Keras AlexNet: Dog vs. Cat Classification

I want to build a simple Deep Learning model for image classification on Kaggle Dog vs. Cat Dataset. In this project, I decided to use AlexNet architecture as it repeatedly mention during my Machine Learning course. This project is simple enough that helps me understand Alexnet, familiarize with Keras, and gain more experience in ML field.

Dataset

sample img

After download and extract dataset from zip file, let's view the data.

The dataset doesn't come with a label file. But I can extract the label from image name in train dataset.

I apply data generator to provide variety to our train dataset which definitely will improve the model accuracy. This also "replicate" real world dataset because not all input image will be a perfect picture of a dog or a cat. Let's view a sample from our generator.
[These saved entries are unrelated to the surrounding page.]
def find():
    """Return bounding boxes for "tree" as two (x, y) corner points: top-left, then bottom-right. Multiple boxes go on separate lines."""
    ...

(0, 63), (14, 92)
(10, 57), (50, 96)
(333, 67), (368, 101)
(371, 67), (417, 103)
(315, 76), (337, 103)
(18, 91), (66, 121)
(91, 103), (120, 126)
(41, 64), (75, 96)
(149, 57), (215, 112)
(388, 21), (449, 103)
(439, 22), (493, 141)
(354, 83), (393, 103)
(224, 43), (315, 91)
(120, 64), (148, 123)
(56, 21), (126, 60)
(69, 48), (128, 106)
The train dataset split as 80% training and 20% validation with image generator applied to both. Data now ready to be train.

Deep Learning Model

As mentioned, I will be using AlexNet architecture to build the model. AlexNet consist of five convolutional layers, some followed by maximum pooling layers and then three fully connected layers. Since the dataset only consist of two classes (Dog and Cat), the last layer is a 2-ways softwax.

Layer name Output Filters Kernel size Stride Padding
Input 227x227x3 - - - -
Convol_1 55x55x96 96 11x11 4 valid
MaxPool_1 27x27x96 - 3x3 2 valid
Norm_1 27x27x96 - - - -
Convol_2 27x27x256 256 5x5 1 valid
MaxPool_2 13x13x256 - 3x3 2 valid
Norm_2 13x13x256 - - - -
Convol_3 13x13x384 384 3x3 1 valid
Convol_4 13x13x384 384 3x3 1 valid
Convol_5 13x13x256 256 3x3 1 valid
MaxPool_3 6x6x256 - 3x3 2 valid
FulConnect_1 4096 - - - -
FulConnect_2 4096 - - - -
FulConnect_3 1000 - - - -
FulConnect_4 2 (DogvCat) - - - -

Training

I am using a Huaweii Matebook Pro with 8th Gen Intel- i7, 16GB RAM, NVIDIA GeForce MX150. Definitely not a good laptop to run any type of machine learning project so each epochs take me roughly 10-15 minutes. I decided to use small epochs but reasonable enough to get decent result. I tried out with 3, then 10, and finally 20 epochs. If you have a stronger hardware, increase to 50 or so definitely will yield a good result.

Let's graph the train lost, train accuracy, validation lost, and validation accuracy for 20 epochs.

Result

Let's put some predicted result with images so we can see our prediction result better. I will do first 20 images from test result.

result img

TADA!!! I now have a simple model to classify picture of dog or cat.